+ 3

Simple passcode checker

OK, this is racking my brain. Ive stripped this code back down to the bare bones for this question. How do i get the code to only print "Valid Code" only once, meaning after it has checked all numbers? Example, if i type 12345, i dont want it to say "Valid Code" 5 times, only once. I did put a break in the "Invalid" part, because as soon as it sees 67890, there is no need to continue checking the rest of the numbers. Keep in mind, i fully understand why i get this output with the current "print" statements i have show. I have tried to put it at the end, but if i did an "Invalid" entry, it would still print "valid" after the code ran. This is nothing real, and only for my own learning. Thanks https://code.sololearn.com/cpo3349NtS4w/?ref=app

python3 else if

11th Jun 2019, 3:07 PM

Beau Tooley

13 Answers

+ 6

You actually don't need to change your code much. What you desire can simply be obtained using a boolean. https://code.sololearn.com/cGjTpwzLP71Q/?ref=app

11th Jun 2019, 9:24 PM

Kainatic [Mostly Inactive Now]

+ 5

def numbercheck(): code = input("Enter a number- ") if all(n in '12345' for n in code): print('Valid Code') elif any(n in '67890' for n in code): print('Invalid Code') numbercheck() Note that this won't output anything if you enter something like "fd f hjjh" and the elif statement is technically not necessary if the input is guaranteed to be a number

11th Jun 2019, 3:43 PM

Anna

+ 4

NUKE Yes, it is incorrect. The output should only have ONE statement - either "Valid code" or "Invalid code" - based on the condition.

26th Jun 2019, 6:06 PM

Kainatic [Mostly Inactive Now]

+ 3

NUKE It doesn't. It sees the first character ('4'), prints "Valid Code" and leaves the loop without checking any of the other characters

26th Jun 2019, 11:48 AM

Anna

+ 2

https://code.sololearn.com/c6jprV5PJ9et/?ref=app

11th Jun 2019, 3:25 PM

Pulkit Kamboj

+ 2

NUKE , that would not work. If the first number is good, it breaks out and finishes. If you input 456, it would still show good even though a 6 is present.

26th Jun 2019, 2:23 AM

Beau Tooley

+ 1

Just don't use loop => try it with if-elif construction and string comparison. Please look at the code. https://code.sololearn.com/cjfdbB80i6vK/?ref=app.

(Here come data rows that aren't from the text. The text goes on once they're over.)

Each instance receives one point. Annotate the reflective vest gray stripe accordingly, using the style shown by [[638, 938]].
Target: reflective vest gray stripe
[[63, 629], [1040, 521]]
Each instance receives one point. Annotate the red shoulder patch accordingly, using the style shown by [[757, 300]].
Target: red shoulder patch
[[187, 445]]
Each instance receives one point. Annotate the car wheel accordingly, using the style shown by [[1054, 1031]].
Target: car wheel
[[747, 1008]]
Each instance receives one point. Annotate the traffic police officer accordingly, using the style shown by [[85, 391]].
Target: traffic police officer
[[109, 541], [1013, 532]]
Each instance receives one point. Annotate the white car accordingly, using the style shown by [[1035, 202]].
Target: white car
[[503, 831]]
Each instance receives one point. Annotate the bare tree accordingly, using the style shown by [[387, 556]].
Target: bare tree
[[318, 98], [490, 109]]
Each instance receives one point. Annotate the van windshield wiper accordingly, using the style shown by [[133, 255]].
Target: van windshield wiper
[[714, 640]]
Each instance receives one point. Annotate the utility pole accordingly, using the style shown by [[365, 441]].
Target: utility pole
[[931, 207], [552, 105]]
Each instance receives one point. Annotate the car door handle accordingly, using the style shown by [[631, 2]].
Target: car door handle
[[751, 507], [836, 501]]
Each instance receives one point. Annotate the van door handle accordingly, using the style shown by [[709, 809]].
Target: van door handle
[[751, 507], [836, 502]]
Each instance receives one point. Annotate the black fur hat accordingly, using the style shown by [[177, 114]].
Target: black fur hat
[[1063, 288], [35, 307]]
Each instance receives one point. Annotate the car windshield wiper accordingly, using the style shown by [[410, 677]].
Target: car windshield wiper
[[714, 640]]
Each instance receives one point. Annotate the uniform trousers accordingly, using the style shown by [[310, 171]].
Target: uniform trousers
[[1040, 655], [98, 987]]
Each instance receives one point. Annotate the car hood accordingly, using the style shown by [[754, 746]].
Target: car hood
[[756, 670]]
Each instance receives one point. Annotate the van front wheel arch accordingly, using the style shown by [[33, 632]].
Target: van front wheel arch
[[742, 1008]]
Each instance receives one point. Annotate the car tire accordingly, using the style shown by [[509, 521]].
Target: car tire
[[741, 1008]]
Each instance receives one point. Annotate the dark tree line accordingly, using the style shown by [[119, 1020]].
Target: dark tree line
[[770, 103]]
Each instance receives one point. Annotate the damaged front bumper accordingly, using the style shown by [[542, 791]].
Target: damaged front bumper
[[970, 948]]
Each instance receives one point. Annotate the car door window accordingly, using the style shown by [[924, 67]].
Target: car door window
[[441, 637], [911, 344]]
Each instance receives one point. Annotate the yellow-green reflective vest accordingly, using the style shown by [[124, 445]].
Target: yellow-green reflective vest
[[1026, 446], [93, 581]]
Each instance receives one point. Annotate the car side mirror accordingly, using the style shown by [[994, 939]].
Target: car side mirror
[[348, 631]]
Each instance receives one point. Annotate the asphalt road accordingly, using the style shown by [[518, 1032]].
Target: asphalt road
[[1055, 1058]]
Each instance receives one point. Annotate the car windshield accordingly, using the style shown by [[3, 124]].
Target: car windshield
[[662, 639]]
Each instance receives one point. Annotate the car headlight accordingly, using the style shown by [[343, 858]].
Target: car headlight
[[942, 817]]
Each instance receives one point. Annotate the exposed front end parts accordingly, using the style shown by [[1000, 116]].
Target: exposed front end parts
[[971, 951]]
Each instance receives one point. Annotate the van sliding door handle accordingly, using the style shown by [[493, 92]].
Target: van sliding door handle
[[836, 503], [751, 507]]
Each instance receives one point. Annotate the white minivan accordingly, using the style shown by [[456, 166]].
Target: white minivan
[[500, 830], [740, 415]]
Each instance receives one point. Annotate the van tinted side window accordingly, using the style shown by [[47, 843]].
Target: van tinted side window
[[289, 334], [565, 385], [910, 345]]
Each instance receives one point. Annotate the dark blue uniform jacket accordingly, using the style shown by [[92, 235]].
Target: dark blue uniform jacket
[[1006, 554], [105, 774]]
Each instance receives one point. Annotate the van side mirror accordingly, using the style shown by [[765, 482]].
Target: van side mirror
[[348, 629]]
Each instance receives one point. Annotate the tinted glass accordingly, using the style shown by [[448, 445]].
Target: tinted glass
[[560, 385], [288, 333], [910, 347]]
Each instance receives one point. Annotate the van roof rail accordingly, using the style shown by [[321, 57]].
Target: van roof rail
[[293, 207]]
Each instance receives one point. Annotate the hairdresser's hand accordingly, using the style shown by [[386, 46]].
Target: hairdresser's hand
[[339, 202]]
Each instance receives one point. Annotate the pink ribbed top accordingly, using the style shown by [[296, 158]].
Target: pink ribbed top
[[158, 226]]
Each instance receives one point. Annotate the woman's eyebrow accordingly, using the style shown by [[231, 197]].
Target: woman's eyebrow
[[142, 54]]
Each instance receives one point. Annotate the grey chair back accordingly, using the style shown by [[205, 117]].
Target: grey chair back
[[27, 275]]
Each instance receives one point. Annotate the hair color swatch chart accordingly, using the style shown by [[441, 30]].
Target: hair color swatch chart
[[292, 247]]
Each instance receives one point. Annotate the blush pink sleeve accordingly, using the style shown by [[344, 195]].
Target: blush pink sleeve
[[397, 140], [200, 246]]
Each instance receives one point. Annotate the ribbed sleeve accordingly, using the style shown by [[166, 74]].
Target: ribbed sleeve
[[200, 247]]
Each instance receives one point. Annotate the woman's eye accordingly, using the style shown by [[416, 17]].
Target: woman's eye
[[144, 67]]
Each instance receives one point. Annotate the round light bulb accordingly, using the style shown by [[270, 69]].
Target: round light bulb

Hope it helps you 😉

11th Jun 2019, 3:23 PM

TheWh¡teCat 🇧🇬

+ 1

Ok Kainatic [#MakeYourMark]

27th Jun 2019, 5:35 AM

Ankit Tiwari

It's tough

11th Jun 2019, 5:33 PM

Justin

def numbercheck(): code = input("Enter a number- ") for x in (code): if x in ("12345"): print("Valid Code") break #just place break here and u good bro! elif x in ("67890"): print ("Invalid Code") numbercheck()

25th Jun 2019, 6:15 AM

Ankit Tiwari

Anna I am getting Valid code Valid code Invalid code for 456 input is it incorrect?

26th Jun 2019, 4:59 PM

Ankit Tiwari

- 1

On typing 456 it does show invalid code I think its okok Beau

26th Jun 2019, 11:37 AM

Ankit Tiwari

- 2

you forgot to return to 0

11th Jun 2019, 3:38 PM